Why I encourage econ PhD students to learn Julia

Julia is a scientific computing language that an increasing number of economists are adopting (e.g., Tom Sargent, the NY FRB). It is a close substitute for Matlab, and the cost of switching from Matlab to Julia is somewhat modest since Julia syntax is quite similar to Matlab syntax after you change array references from parentheses to square brackets (e.g., “A(2, 2)” in Matlab is “A[2, 2]” in Julia and most other languages), though there are important differences. Julia also competes with Python, R, and C++, among other languages, as a computational tool.

I am now encouraging students to try Julia, which recently released version 1.0. I first installed Julia in the spring of 2016, when it was version 0.4. Julia’s advantages are that it is modern, elegant, open source, and often faster than Matlab. Its downside is that it is a young language, so its syntax is evolving, its user community is smaller, and some features are still in development.

A proper computer scientist would discuss Julia’s computational advantages in terms of concepts like multiple dispatch and typing of variables. For an unsophisticated economist like me, the proof of the pudding is in the eating. My story is quite similar to that of Bradley Setzler, whose structural model that took more than 24 hours to solve in Python took only 15 minutes using Julia. After hearing two of my computationally savvy Booth colleagues praise Julia, I tried it out when doing the numerical simulations in our “A Spatial Knowledge Economy” paper. I took my Matlab code, made a few modest syntax changes, and found that my Julia code solved for equilibrium in only one-sixth of the time that my Matlab code did. My code was likely inefficient in both cases, but that speed improvement persuaded me to use Julia for that project.

For a proper comparison of computational performance, you should look at papers by S. Boragan Aruoba and Jesus Fernandez-Villaverde and by Jon Danielsson and Jia Rong Fan. Aruoba and Fernandez-Villaverde have solved the stochastic neoclassical growth model in a dozen languages. Their 2018 update says “C++ is the fastest alternative, Julia offers a great balance of speed and ease of use, and Python is too slow.” Danielsson and Fan compared Matlab, R, Julia, and Python when implementing financial risk forecasting methods. While you should read their rich comparison, a brief summary of their assessment is that Julia excels in language features and speed but has considerable room for improvement in terms of data handling and libraries.

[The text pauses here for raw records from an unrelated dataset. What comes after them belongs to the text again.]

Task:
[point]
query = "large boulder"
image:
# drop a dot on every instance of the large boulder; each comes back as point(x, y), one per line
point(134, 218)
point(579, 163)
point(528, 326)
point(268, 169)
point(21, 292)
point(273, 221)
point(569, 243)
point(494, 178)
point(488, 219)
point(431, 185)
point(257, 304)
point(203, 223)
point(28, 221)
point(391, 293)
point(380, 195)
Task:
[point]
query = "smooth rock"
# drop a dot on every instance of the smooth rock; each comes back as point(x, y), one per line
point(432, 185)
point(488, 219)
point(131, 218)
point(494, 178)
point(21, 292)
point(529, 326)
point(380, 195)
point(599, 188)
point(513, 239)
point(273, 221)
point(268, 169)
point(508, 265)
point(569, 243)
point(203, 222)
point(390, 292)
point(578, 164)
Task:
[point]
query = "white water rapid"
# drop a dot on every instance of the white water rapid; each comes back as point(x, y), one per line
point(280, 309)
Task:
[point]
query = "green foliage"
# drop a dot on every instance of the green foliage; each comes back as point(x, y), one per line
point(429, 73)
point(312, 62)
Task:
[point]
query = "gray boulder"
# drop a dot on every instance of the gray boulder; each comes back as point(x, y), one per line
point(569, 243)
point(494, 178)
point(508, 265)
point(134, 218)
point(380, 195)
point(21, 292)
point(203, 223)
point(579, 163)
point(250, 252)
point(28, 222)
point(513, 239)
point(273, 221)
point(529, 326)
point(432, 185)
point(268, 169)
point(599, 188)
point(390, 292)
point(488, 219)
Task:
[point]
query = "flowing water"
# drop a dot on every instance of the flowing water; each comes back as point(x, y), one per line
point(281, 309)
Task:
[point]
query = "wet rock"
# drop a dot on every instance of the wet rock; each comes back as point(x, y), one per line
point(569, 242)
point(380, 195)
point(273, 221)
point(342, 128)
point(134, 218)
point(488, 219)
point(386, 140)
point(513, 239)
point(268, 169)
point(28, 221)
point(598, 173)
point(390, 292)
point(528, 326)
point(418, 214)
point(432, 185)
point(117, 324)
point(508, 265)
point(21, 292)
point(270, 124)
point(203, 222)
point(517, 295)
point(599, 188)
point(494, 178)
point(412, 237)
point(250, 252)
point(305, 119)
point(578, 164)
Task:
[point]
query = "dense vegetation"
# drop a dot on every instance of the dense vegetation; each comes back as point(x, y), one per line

While I like Julia a lot, it is a young language, which comes at a cost. In March, I had to painfully convert a couple research projects written in Julia 0.5 to version 0.6 after an upgrade of GitHub’s security standards meant that Julia 0.5 users could no longer easily install packages. My computations were fine, of course, but a replication package that required artisanally-installed packages in a no-longer-supported environment wouldn’t have been very helpful to everyone else. I hope that Julia’s 1.0 release means that those who adopt the language now are less likely to face such growing pains, though it might be a couple of months before most packages support 1.0.

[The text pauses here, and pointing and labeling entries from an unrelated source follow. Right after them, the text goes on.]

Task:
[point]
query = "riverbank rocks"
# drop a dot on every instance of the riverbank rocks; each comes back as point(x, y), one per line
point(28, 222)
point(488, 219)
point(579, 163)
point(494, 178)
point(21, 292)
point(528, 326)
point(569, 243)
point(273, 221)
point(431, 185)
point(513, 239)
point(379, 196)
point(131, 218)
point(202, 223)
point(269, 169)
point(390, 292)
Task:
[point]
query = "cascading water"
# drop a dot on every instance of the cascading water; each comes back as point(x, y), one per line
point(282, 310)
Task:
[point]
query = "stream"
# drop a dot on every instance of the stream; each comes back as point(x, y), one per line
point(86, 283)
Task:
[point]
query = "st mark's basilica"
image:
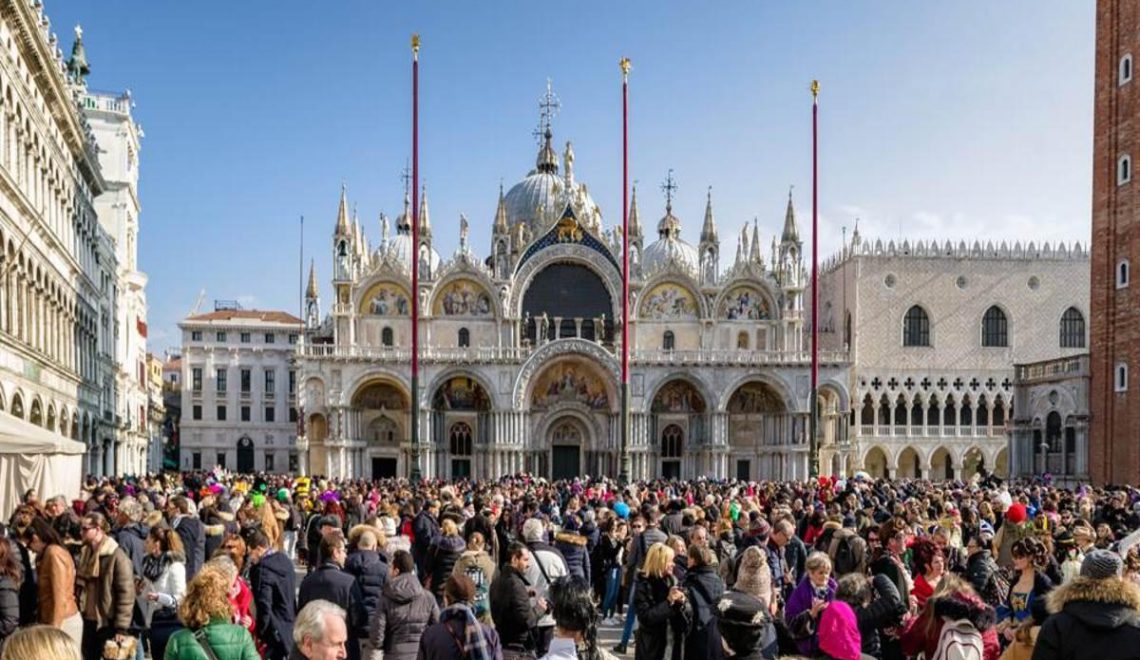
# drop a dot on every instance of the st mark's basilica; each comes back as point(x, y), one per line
point(520, 347)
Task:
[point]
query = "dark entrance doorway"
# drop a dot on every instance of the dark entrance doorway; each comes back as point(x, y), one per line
point(383, 467)
point(566, 462)
point(245, 455)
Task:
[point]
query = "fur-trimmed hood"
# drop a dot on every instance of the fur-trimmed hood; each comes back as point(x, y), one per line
point(1104, 604)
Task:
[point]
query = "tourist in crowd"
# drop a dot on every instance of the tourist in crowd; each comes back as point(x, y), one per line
point(41, 643)
point(404, 612)
point(106, 580)
point(659, 603)
point(458, 634)
point(164, 571)
point(206, 616)
point(441, 556)
point(320, 633)
point(273, 580)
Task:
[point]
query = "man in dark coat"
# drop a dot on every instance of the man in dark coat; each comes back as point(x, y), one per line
point(190, 531)
point(273, 580)
point(1096, 614)
point(368, 569)
point(424, 529)
point(514, 616)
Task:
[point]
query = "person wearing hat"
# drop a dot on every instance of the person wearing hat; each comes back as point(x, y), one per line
point(1094, 616)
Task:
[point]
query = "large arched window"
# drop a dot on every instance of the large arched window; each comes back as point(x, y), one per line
point(461, 439)
point(994, 328)
point(917, 327)
point(1072, 328)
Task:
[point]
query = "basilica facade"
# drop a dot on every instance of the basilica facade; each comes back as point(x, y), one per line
point(520, 348)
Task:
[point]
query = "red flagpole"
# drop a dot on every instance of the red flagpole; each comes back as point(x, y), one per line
point(416, 474)
point(624, 458)
point(814, 441)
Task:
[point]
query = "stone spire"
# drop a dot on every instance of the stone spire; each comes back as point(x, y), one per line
point(310, 291)
point(78, 68)
point(757, 255)
point(790, 233)
point(342, 212)
point(424, 216)
point(499, 226)
point(547, 160)
point(708, 231)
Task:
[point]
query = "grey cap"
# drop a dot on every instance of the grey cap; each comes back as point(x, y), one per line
point(1101, 564)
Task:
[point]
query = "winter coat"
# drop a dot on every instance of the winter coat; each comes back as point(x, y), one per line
point(511, 609)
point(132, 539)
point(546, 565)
point(703, 588)
point(112, 591)
point(885, 610)
point(274, 597)
point(193, 536)
point(1091, 619)
point(227, 640)
point(441, 559)
point(402, 614)
point(56, 586)
point(573, 551)
point(328, 583)
point(439, 641)
point(9, 606)
point(922, 633)
point(657, 619)
point(369, 572)
point(424, 530)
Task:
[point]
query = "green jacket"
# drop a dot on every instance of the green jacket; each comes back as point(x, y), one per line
point(228, 641)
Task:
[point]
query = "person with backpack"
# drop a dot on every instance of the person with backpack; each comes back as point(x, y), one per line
point(955, 625)
point(477, 564)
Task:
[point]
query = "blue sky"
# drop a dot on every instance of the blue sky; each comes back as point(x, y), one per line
point(949, 120)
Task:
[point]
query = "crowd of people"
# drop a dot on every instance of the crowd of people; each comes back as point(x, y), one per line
point(219, 565)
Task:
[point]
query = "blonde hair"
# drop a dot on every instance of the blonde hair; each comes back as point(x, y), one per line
point(658, 561)
point(816, 561)
point(206, 597)
point(42, 643)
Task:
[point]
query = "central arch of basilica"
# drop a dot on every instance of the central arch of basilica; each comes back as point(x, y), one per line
point(520, 351)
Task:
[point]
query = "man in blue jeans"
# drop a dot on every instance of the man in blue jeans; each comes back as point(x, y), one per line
point(645, 532)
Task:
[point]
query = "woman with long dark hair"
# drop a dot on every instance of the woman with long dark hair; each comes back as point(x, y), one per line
point(56, 586)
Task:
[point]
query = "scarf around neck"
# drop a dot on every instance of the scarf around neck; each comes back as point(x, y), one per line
point(474, 643)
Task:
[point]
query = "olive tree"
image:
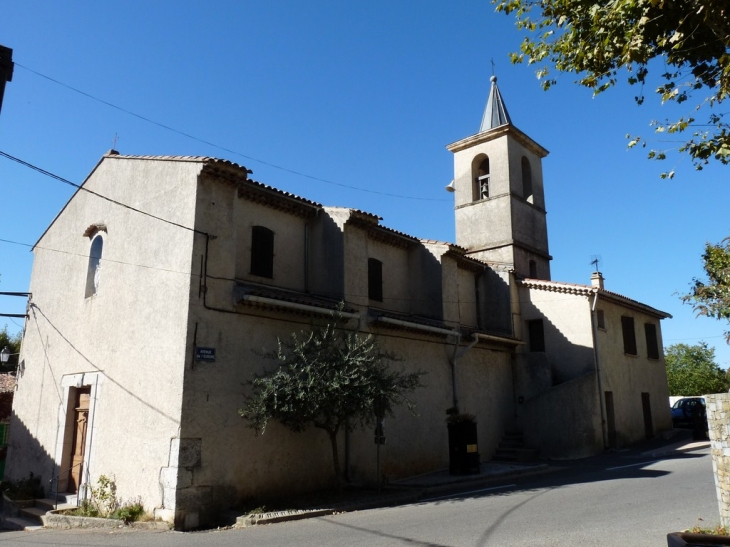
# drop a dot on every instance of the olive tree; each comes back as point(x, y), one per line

At this point, you probably should not use Julia for data cleaning. To be brief, Danielsson and Fan say that Julia is the worst of the four languages they considered for data handling. In our “How Segregated is Urban Consumption?” code, we did our data cleaning in Stata and our computation in Julia. Similarly, Michael Stepner’s health inequality code relies on Julia rather than Stata for a computation-intensive step and Tom Wollmann split his JMP code between Stata and Julia. At this point, I think most users would tell you to use Julia for computation, not data prep. (Caveat: I haven’t tried the JuliaDB package yet.)

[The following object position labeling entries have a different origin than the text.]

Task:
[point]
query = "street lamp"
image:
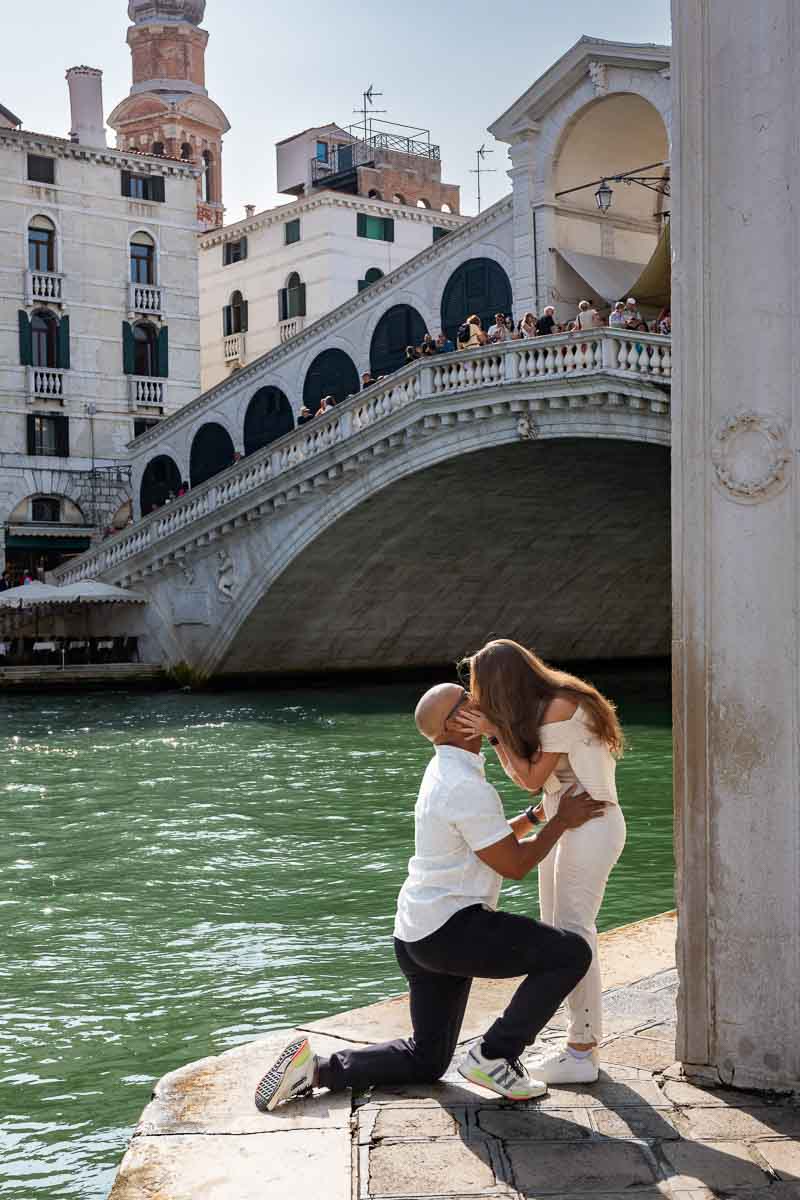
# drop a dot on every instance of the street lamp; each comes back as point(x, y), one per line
point(603, 196)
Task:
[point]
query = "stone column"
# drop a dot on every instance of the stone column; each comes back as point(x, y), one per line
point(737, 537)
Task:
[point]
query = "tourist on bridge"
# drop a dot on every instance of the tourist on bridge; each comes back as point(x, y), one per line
point(447, 930)
point(552, 731)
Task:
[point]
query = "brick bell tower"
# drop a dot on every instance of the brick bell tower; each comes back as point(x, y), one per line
point(168, 109)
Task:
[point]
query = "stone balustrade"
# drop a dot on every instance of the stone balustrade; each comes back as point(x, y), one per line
point(46, 383)
point(43, 287)
point(145, 393)
point(615, 364)
point(145, 299)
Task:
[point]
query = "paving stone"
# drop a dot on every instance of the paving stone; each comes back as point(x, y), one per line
point(212, 1167)
point(578, 1168)
point(783, 1157)
point(428, 1169)
point(739, 1125)
point(710, 1097)
point(639, 1051)
point(403, 1122)
point(554, 1125)
point(719, 1165)
point(644, 1122)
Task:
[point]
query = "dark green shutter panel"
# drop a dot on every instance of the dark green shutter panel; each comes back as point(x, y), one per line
point(62, 348)
point(61, 436)
point(163, 353)
point(128, 349)
point(25, 340)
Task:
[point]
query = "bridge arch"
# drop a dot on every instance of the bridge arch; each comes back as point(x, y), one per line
point(161, 479)
point(269, 417)
point(212, 450)
point(479, 286)
point(332, 372)
point(400, 327)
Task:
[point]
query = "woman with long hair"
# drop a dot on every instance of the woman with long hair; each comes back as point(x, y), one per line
point(552, 730)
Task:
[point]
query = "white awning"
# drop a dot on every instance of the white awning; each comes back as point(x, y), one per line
point(611, 279)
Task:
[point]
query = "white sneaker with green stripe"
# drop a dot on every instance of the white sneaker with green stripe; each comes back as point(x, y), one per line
point(506, 1077)
point(290, 1075)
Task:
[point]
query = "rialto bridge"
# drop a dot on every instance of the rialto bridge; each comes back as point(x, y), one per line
point(519, 490)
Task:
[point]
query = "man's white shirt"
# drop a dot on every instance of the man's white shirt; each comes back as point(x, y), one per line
point(457, 814)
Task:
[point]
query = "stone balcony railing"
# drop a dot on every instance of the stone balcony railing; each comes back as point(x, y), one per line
point(234, 349)
point(43, 287)
point(145, 393)
point(290, 327)
point(573, 372)
point(46, 383)
point(145, 300)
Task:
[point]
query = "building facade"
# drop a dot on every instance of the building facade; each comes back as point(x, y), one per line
point(98, 325)
point(168, 111)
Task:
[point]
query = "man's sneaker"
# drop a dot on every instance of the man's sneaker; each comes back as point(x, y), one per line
point(289, 1077)
point(505, 1077)
point(560, 1067)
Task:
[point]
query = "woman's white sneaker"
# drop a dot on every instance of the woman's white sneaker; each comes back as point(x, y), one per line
point(505, 1077)
point(561, 1067)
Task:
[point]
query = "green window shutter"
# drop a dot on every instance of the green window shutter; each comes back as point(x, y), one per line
point(163, 353)
point(25, 340)
point(62, 346)
point(128, 349)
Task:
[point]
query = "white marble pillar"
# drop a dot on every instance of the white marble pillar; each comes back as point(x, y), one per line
point(737, 535)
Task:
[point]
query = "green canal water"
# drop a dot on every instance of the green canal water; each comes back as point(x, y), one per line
point(181, 873)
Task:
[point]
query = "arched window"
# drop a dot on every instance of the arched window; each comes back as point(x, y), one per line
point(269, 417)
point(161, 478)
point(41, 245)
point(331, 373)
point(143, 258)
point(44, 339)
point(398, 328)
point(211, 451)
point(292, 299)
point(479, 286)
point(145, 349)
point(208, 177)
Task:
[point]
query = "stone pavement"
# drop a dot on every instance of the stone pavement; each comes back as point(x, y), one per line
point(642, 1131)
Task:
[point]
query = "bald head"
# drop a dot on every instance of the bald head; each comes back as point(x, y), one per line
point(433, 708)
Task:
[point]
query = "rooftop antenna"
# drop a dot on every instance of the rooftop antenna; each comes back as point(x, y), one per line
point(480, 157)
point(367, 101)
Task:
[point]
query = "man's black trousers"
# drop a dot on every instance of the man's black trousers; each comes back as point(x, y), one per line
point(474, 943)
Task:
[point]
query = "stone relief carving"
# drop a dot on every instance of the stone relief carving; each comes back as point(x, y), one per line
point(226, 575)
point(750, 456)
point(599, 76)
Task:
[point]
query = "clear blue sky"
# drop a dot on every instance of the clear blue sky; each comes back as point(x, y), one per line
point(276, 69)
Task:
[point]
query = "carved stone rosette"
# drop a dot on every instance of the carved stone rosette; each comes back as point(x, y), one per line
point(751, 457)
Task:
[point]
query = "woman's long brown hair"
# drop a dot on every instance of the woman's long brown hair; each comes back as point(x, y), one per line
point(513, 687)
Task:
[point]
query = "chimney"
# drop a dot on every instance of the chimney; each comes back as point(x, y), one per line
point(86, 106)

If you want to get started in Julia, I found the “Lectures in Quantitative Economics” introduction to Julia by Tom Sargent and John Stachurski very helpful. Also look at Bradley Setzler’s Julia economics tutorials.

Trade economists might be interested in the Julia package FixedEffectModels.jl. It claims to be an order of magnitude faster than Stata when estimating two-way high-dimensional fixed-effects models, which is a bread-and-butter gravity regression. I plan to ask PhD students to explore these issues this fall and will report back after learning more.